Wiggle subsequence in Java

A wiggle subsequence is a sequence of numbers where the differences between successive elements alternate between positive and negative. For example, a subsequence `[nums[i1], nums[i2],..., nums[ik]]` is a wiggle subsequence if the sign of `nums[i(j+1)] - nums[ij]` is different for all `1 <= j < k`.

Example 1:

Input: [1, 7, 4, 9, 2, 5]

Output: [1, 7, 4, 9, 2]

Explanation: The following elements differ from one another: 6 (positive), -3 (negative), 5 (positive), and -7 (negative). The subsequence [1, 7, 4, 9, 2] is a wiggle subsequence because the differences alternate between positive and negative values.

Example 2:

Input:[1, 17, 5, 10, 13, 15, 10, 5, 16, 8]

Output:[1, 17, 5, 15, 5, 16]

Explanation: 16 (positive), -12 (negative), 5 (positive), 3 (positive), 2 (positive), -5 (negative), -5 (negative), 11 (positive), and -8 (negative) are the differences between the elements that come after each other. The subsequence [1, 17, 5, 15, 5, 16] exhibits a wiggle pattern due to the alternating positive and negative differences.

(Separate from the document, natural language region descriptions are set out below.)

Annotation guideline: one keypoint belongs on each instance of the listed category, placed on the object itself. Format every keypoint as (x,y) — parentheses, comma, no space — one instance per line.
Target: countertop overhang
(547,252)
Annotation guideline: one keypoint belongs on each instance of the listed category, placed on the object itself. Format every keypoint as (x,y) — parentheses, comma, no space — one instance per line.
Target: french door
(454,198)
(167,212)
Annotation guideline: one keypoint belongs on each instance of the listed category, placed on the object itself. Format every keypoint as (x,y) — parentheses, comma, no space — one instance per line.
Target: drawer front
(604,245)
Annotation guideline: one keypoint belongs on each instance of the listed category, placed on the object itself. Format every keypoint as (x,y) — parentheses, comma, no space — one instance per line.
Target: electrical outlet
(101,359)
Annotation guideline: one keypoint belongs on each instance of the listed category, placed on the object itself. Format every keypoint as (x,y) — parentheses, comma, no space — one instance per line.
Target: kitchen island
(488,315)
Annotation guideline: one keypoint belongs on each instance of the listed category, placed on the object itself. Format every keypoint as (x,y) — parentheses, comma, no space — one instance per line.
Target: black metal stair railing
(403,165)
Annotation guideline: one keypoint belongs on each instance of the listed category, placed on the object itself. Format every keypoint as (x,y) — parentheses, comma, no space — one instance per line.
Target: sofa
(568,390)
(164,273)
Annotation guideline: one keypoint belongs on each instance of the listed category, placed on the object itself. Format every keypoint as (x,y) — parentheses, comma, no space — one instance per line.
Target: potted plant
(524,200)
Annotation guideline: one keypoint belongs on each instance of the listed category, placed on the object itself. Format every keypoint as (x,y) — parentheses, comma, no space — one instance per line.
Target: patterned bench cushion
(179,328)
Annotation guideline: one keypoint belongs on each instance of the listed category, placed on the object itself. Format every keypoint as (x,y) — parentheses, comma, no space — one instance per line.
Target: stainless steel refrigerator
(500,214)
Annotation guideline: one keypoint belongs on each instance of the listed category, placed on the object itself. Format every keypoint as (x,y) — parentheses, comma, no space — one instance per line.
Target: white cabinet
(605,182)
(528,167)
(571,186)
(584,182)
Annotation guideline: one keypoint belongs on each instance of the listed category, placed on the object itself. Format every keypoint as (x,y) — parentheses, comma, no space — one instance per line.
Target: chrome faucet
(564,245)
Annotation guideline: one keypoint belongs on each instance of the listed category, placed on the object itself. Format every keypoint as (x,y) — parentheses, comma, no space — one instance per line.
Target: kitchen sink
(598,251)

Approach: Using Dynamic Programming

The dynamic programming method uses two arrays to track the length of the longest wiggle subsequence, one during up and the other during down trends.

Here's the implementation of the dynamic programming approach of finding the longest length of wiggle subsequence:

FileName:WiggleSubsequence.java

public class WiggleSubsequence {

    public int wiggleMaxLength(int[] nums) {

        if (nums.length < 2) {

            return nums.length;

        }

        int[] up = new int[nums.length];

        int[] down = new int[nums.length];

        up[0] = down[0] = 1; 

                for (int i = 1; i < nums.length; i++) {

            // If the current number is greater than the previous number, the trend is up

            if (nums[i] > nums[i - 1]) {

                // Extend the up trend by one element, considering the previous element was in a down trend

                up[i] = down[i - 1] + 1;

                down[i] = down[i - 1]; 

            } 

            // If the current number is less than the previous number, the trend is down

            else if (nums[i] < nums[i - 1]) {

                                down[i] = up[i - 1] + 1;

                up[i] = up[i - 1]; // Keep the up length the same

            } 

            // If the current number is equal to the previous number, there is no change in the trend

            else {

                up[i] = up[i - 1];

                down[i] = down[i - 1];

            }

        }

        return Math.max(up[nums.length - 1], down[nums.length - 1]);

    }

    public static void main(String args[]) {

        int[] nums = {1, 7, 4, 9, 2, 5};

        WiggleSubsequence solution = new WiggleSubsequence();

        System.out.println("Length of the longest wiggle subsequence: " + solution.wiggleMaxLength(nums));

    }

}

Output:

Length of the longest wiggle subsequence: 6

Complexity analysis: The dynamic programming approach has a linear time and space complexity of O(n) due to the time complexity of initializing two arrays of length `n` and the time complexity of iterating through the input sequence once, considering each element. The total space complexity is O(n) for the additional array.

Using Optimized Approach

An optimized approach to finding the length of the longest wiggle subsequence involves initializing two variables, up and down, to track the last element and its direction. It reduces space complexity compared to storing the entire subsequence. Iterating through the input sequence, the length of the longest wiggle subsequence is determined by the maximum value between up and down, considering the previous element's up or down trend.

Here's the implementation of an optimized approach to find the length of the longest wiggle subsequence:

FileName:WiggleSubsequence1.java

public class WiggleSubsequence1 {

    public int wiggleMaxLength(int[] nums) {

               if (nums.length < 2) {

            return nums.length;

        }

               int up = 1, down = 1;

                for (int i = 1; i < nums.length; i++) {

            // Check if the current element is greater than the previous element

            if (nums[i] > nums[i - 1]) {

                // If the current element is greater, update 'up' to be 'down + 1'

                up = down + 1;

            } 

            // Check if the current element is less than the previous element

            else if (nums[i] < nums[i - 1]) {

                down = up + 1;

            }

                    }

        return Math.max(up, down);

    }

    public static void main(String args[]) {

        int[] nums = {1, 7, 4, 9, 2, 5};

        WiggleSubsequence1 solution = new WiggleSubsequence1();

        System.out.println("Length of the longest wiggle subsequence: " + solution.wiggleMaxLength(nums));

    }

}

Output:

Length of the longest wiggle subsequence: 6

Complexity analysis: The optimized approach for finding the length of the longest wiggle subsequence has a time complexity of O(n) due to iterating through the input sequence and using a constant number of additional variables (up and down), and a space complexity of O(1) due to the use of additional variables.